You're definitely missing the point that I was trying to make (I can't speak definitively for the original author). Though to be fair, when words are taken out of context that's easy to do.

The point, as I see it, is a pretty basic philosophical one: that we should never confuse something which is an end in itself with something which is a means to an end.

Yes, work can be satisfying. I don't see this passage as denying that. And throughout history I am certain there have been countless people who have found satisfaction in their work. But to say that such satisfaction is the purpose of work, its telos or end, is to distort the meaning of work and its proper place in human life.

What does "self-fullfillment mean? As a Catholic, I'm going to have to say the purpose of human life is union with God. That's our proper end and the only means to true fulfillment. If you disagree with that basic premise, then the rest of the argument is pretty much meaningless anyway, we'll have to agree to disagree.
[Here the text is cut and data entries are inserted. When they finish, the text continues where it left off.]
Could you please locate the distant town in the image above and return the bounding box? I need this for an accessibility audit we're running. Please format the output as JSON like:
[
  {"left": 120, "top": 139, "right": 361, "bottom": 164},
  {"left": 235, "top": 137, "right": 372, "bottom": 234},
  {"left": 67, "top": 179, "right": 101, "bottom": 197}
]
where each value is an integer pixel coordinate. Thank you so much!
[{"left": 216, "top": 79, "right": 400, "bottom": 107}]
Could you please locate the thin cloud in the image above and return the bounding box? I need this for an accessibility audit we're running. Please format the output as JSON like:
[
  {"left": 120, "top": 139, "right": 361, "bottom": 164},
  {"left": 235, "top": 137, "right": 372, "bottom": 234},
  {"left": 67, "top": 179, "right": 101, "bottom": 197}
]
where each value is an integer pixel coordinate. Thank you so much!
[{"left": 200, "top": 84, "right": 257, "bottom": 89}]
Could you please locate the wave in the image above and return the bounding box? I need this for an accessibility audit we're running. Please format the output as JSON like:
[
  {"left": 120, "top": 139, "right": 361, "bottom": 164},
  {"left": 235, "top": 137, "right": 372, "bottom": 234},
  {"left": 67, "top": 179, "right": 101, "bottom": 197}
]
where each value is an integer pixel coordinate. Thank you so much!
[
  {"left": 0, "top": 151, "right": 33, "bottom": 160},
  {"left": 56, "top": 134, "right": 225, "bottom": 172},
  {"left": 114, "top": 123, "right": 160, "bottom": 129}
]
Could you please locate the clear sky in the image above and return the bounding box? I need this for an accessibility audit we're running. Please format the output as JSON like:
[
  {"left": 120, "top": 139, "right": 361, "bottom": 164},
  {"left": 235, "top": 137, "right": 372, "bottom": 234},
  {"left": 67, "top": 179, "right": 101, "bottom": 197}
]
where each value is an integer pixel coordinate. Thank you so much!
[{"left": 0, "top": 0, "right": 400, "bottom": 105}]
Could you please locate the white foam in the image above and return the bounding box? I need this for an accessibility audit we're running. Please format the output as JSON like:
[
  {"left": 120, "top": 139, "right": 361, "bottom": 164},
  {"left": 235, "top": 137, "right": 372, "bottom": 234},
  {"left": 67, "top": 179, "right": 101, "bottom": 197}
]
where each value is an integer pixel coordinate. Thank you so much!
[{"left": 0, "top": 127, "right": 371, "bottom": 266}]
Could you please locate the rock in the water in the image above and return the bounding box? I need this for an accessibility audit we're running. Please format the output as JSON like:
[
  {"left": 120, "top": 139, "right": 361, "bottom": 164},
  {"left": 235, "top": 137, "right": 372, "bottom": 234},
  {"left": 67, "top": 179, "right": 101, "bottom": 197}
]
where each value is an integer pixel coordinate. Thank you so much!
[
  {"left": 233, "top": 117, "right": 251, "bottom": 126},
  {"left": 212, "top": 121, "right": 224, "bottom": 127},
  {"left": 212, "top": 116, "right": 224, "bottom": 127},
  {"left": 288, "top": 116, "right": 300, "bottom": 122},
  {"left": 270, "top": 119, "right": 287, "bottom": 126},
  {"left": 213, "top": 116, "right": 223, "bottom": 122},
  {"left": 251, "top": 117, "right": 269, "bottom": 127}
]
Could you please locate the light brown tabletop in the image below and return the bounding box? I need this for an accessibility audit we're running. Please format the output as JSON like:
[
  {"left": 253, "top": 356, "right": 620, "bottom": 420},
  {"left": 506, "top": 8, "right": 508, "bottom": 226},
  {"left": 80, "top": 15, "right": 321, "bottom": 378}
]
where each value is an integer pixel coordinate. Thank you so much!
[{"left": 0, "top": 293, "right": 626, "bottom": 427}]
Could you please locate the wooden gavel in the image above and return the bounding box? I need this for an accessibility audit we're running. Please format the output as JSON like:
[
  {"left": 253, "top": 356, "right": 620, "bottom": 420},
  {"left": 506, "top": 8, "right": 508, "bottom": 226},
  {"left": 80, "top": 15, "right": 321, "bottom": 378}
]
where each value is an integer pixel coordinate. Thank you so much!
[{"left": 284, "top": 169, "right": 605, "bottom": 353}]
Work was never meant to be the purpose of human life or the primary end for which we live. (That's one of the reasons why God established the seventh day as a day of rest, it's a sign that reminds man of the supernatural order and the necessity of placing work in the proper context.) The proper end for man is God and only in seeking God will we find ultimate fulfillment. Though work is necessary for human survival and while it can be a means by which we seek our union with God (ora et labora), we should never mistake it as the way in which we will find our true happiness.

For single people and especially those living a consecrated life, their work can become a primary vehicle for union with God, but for married people the Church teaches us that the family is always their primary vocation and that other work should be placed in service of the family.

I'll agree that to lay all of the blame for contemporary society's distortion of the meaning of work at feminism's door is overstating the case. But I do think that feminist rhetoric has often pushed both men and women in the wrong direction. I certainly had the impression growing up that a job should be more than just a way to provide for ones needs, that it should in some way be my identity.


lc,

I'll miss the blog during Lent. I always look forward to seeing what you have to say. But I understand your priorities and it sounds to me like you're doing what you need to do.

Literacy-chic said...

I grew up learning (from my family, not from society) that work should be consistent with one's identity--so my mom would have never asked me to be a lawyer, for example, even if she considered that I would be good at it, if what I really wanted to do was write poetry, for example. I learned early that work should ideally be something we enjoy. But my mother's priorities rested (and rest) with her family, so I never thought that one should take precedence over the other. Quite the contrary, I learned to resent those who would judge a woman's (person's?) worth according to their earning power.

As Melanie suggests, I was focusing on the "work as a way to self-fulfillment" not being true for men historically as it is now for so many women.

Thanks, Melanie, for the explanation. The idea of work being "in service of the family" is a great tidbit--one that I will hold onto. It makes sense in terms of what I've been trying to articulate to myself & on the blog.

I will miss reading your posts and comments, too! Hopefully, I will have good things to report when I return!